ABC Wednesday O is for Oudenaarde
The War of the Spanish Succession began because Great Britain, the Netherlands and the Holy Roman Empire were aghast at the possibility of a union between Spain and France under one Bourbon monarch.
The Battle of Oudenaarde in Flanders was a major battle in the War of the Spanish Succession and was fought between the British, Dutch, Danes, Austrians, Hanoverians and Prussians on one side and the French and Bavarians in opposition. Scots, Irish, Germans and Swiss fought on both sides. It took place on 11th July, 1708 and was the Duke of Marlborough’s third victory in the field over Louis XIV’s army.
The Duke of Marlborough in his garter robes
Image courtesy of Wikipedia
The British and their allies were commanded by the Duke of Marlborough, aided by his close friend, the commander of the Empire’s army, Prince Eugène of Savoy.
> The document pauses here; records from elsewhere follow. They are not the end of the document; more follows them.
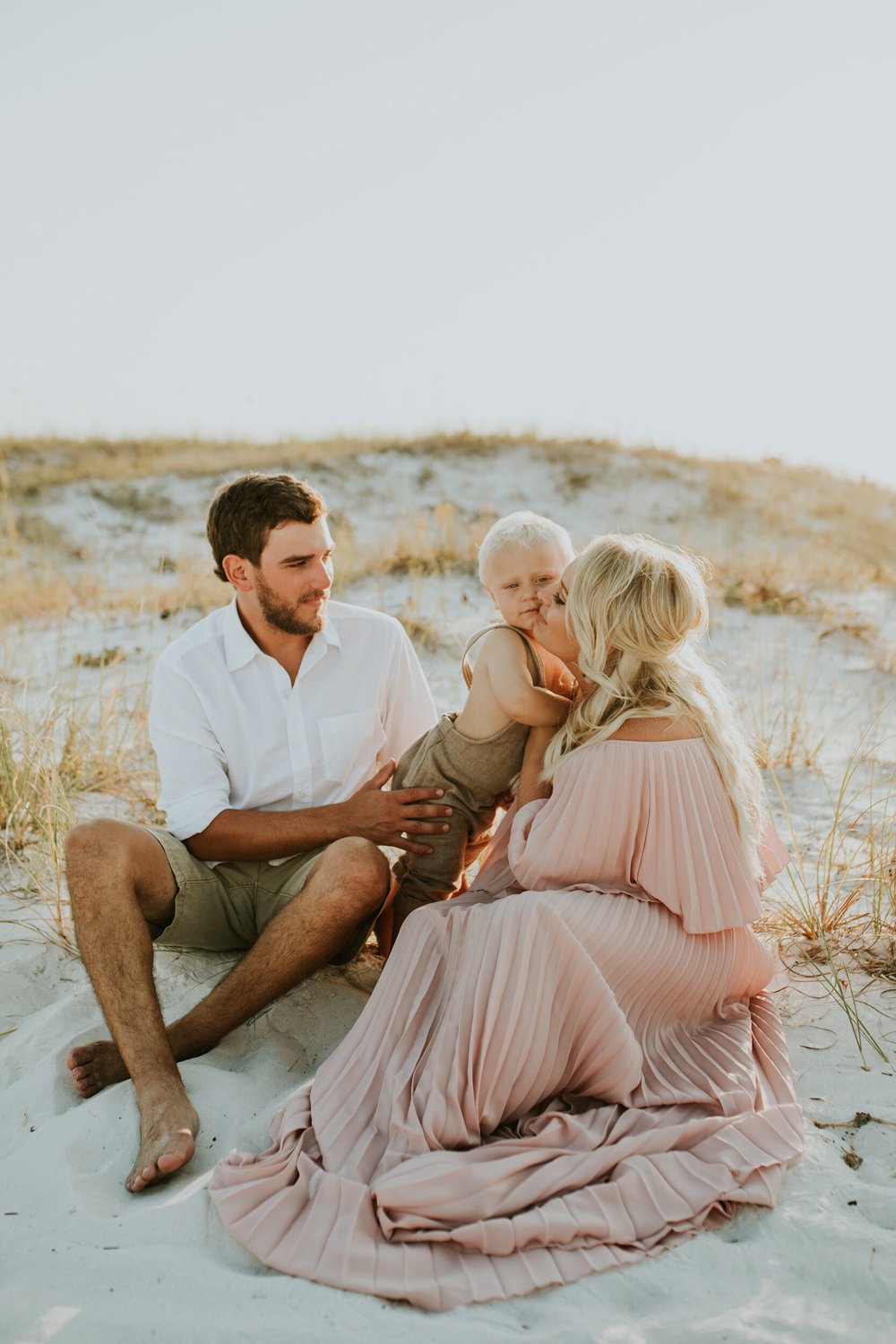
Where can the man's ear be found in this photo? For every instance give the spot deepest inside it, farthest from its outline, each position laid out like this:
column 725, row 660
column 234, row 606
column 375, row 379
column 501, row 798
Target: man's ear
column 237, row 570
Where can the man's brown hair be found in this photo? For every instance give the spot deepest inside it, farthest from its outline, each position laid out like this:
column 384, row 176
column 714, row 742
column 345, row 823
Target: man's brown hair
column 246, row 511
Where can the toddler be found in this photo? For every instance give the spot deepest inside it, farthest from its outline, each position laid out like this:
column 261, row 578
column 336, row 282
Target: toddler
column 476, row 754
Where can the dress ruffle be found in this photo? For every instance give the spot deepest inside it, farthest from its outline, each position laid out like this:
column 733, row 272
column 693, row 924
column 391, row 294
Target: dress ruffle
column 546, row 1082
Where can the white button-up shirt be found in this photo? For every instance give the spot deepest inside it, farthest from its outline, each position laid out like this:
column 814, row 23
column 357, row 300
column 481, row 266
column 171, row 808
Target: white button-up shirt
column 230, row 730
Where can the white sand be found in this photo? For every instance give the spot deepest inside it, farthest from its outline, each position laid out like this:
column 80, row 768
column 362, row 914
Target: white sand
column 85, row 1261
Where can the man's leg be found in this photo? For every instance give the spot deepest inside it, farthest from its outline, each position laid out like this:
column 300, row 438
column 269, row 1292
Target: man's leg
column 110, row 870
column 118, row 878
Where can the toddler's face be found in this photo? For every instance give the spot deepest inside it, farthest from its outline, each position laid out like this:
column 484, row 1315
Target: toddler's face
column 516, row 577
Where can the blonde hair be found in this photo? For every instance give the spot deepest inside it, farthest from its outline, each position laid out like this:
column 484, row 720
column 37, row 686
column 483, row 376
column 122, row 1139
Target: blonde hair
column 525, row 530
column 637, row 609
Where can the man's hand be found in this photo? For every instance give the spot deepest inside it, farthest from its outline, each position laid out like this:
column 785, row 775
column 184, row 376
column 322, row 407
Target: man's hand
column 392, row 816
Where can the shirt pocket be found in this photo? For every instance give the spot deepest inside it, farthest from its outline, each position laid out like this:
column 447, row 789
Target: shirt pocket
column 349, row 745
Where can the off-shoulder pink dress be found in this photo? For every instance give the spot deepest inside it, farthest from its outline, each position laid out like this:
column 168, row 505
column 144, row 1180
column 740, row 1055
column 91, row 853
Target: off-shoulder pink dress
column 567, row 1069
The French and Bavarians were under the command of the Duc de Bourgogne and the Duc de Vendôme. The latter was an experienced soldier but the Duke of Burgundy was much less proficient and had gained his position by dint of being the grandson of King Louis XIV. Quarrelling and poor communication between the two denied the French the possibility of defeating the British at their one remaining fortress at Oudenaarde and cutting them off from the coast and communication with England.
Half the French army did not engage in battle at all, being kept in reserve, and there were many other ill-considered decisions. In the end, as dusk fell, the tattered French army fled the field, leaving the allies victorious.
The future King George II fought with the allies in the Hanoverian army and had his horse shot under him. He was the last British monarch to be born outside Great Britain, becoming King of England in 1727. He later rode at the head of his troops at the Battle of Dettingen in 1743 and was the last British monarch to lead his army into battle.